All of lore.kernel.org
 help / color / mirror / Atom feed
From: "Alex Bennée" <alex.bennee@linaro.org>
To: qemu-devel@nongnu.org
Cc: Pavel.Dovgaluk@ispras.ru, vilanova@ac.upc.edu, cota@braap.org,
	"Alex Bennée" <alex.bennee@linaro.org>,
	"Paolo Bonzini" <pbonzini@redhat.com>,
	"Peter Crosthwaite" <crosthwaite.peter@gmail.com>,
	"Richard Henderson" <rth@twiddle.net>
Subject: [Qemu-devel] [RFC PATCH 07/21] accel/tcg/cputlb: convert tlb_flush debugging into trace events
Date: Fri,  5 Oct 2018 16:48:56 +0100	[thread overview]
Message-ID: <20181005154910.3099-8-alex.bennee@linaro.org> (raw)
In-Reply-To: <20181005154910.3099-1-alex.bennee@linaro.org>

Given the range of costs for various SoftMMU TLB operations from
deferring work for the currently running vCPU to bring the whole
emulated machine to a stop for synchronised updates simple counters
are less useful. Instead we log events via the trace infrastructure
and we can then post-process the data in a range of ways.

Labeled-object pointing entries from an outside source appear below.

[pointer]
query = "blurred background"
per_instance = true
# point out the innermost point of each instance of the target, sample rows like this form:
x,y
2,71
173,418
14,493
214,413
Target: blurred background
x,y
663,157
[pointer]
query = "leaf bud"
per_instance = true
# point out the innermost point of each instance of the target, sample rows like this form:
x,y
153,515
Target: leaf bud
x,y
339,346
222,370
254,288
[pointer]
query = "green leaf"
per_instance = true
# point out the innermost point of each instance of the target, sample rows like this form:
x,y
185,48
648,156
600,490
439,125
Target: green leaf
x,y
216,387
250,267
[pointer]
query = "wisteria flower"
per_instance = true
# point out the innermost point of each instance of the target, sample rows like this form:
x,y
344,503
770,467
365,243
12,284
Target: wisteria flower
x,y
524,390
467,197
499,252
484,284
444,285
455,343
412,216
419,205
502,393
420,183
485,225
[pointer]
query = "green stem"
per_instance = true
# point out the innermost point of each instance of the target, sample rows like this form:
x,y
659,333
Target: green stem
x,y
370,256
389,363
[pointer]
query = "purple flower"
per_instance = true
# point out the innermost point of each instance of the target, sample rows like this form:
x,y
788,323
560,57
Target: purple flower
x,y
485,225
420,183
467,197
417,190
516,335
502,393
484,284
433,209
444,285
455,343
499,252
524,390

  tlb_flush_self - the vCPU flushed its own TLB
  tlb_flush_async_schedule - work was scheduled and the vCPU kicked
  tlb_flush_synced_schedule - exclusive work was scheduled on a vCPU
  tlb_flush_work - scheduled work was done
  tlb_flush_work_complete - scheduled work was completed

We can use the difference between the work being scheduled and
tlb_flush_work to calculate the latency introduced.

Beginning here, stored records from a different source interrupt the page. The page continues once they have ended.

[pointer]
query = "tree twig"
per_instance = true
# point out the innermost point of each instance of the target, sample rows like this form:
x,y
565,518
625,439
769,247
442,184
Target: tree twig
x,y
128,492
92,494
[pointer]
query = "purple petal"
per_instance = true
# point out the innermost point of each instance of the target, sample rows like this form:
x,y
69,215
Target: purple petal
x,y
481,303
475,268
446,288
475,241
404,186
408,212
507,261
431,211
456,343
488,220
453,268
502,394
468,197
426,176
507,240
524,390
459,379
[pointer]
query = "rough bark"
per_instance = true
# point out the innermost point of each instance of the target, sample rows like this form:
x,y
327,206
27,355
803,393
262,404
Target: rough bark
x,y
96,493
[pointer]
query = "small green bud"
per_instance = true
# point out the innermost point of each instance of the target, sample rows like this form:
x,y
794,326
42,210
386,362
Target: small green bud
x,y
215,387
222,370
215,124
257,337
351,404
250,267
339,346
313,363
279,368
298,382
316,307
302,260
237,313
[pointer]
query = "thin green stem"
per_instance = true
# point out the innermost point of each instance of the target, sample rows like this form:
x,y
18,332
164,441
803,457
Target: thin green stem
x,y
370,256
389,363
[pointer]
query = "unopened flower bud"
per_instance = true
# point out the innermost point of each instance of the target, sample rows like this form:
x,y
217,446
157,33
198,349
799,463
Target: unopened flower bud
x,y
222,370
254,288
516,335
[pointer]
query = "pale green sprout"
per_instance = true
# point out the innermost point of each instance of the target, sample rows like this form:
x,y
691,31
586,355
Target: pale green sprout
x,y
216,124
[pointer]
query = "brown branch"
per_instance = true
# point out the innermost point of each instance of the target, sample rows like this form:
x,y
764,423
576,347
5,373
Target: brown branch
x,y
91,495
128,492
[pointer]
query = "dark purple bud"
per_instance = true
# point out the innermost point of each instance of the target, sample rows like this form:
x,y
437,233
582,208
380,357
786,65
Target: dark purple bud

Signed-off-by: Alex Bennée <alex.bennee@linaro.org>

---
v2
  - add tlb_flush_work_completed
  - removed tlb_debugs at the same time
---
 accel/tcg/cputlb.c     | 72 ++++++++++++++++++++++++------------------
 accel/tcg/trace-events | 16 ++++++++++
 2 files changed, 58 insertions(+), 30 deletions(-)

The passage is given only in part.